William Warwick: Navigational Geoglyphs in Ancient Peru
The enigmatic Palpa lines in Peru are not as famous as the Nazca lines, but these puzzling lines and geoglyphs that can only be properly viewed from the air are equally interesting.
Archaeological examinations reveal the Palpa lines are older than the Nazca lines and were most likely created by the Paracas culture, an Andean society that existed about 800 BCE and 100 BCE, in what today is the Ica Region of Peru.
The Palpa lines are located in between the towns of Sacramento, Pinchango, and Llipata. The purpose of the lines and geoglyphs is unknown. There are as many as 600 geoglyphs of giant size and they represent a series of human and animal zoomorphic figures, including the Familia Real (Royal Family), a group of eight figures on a hillside.

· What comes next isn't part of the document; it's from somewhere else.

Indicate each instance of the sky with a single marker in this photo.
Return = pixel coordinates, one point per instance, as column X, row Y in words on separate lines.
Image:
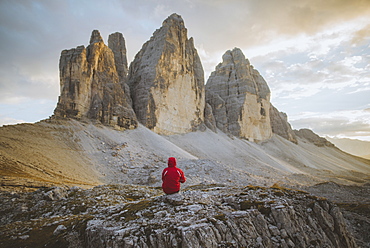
column 313, row 54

The purpose of the Palpa lines and geoglyphs is unknown and just like the Nazca lines, these ancient carvings are regarded as one of archaeology’s greatest enigmas because of their quantity, nature, size and continuity. Scientists suggest the geoglyphs had ritual astronomical functions.
These giant geoglyphs and lines must have been of great importance to our ancestors and they were undoubtedly not easy to create. Many consider the figures to be extraordinary example of the traditional and millenary magical-religious world of the ancient Pre-Hispanic societies which flourished in Peru.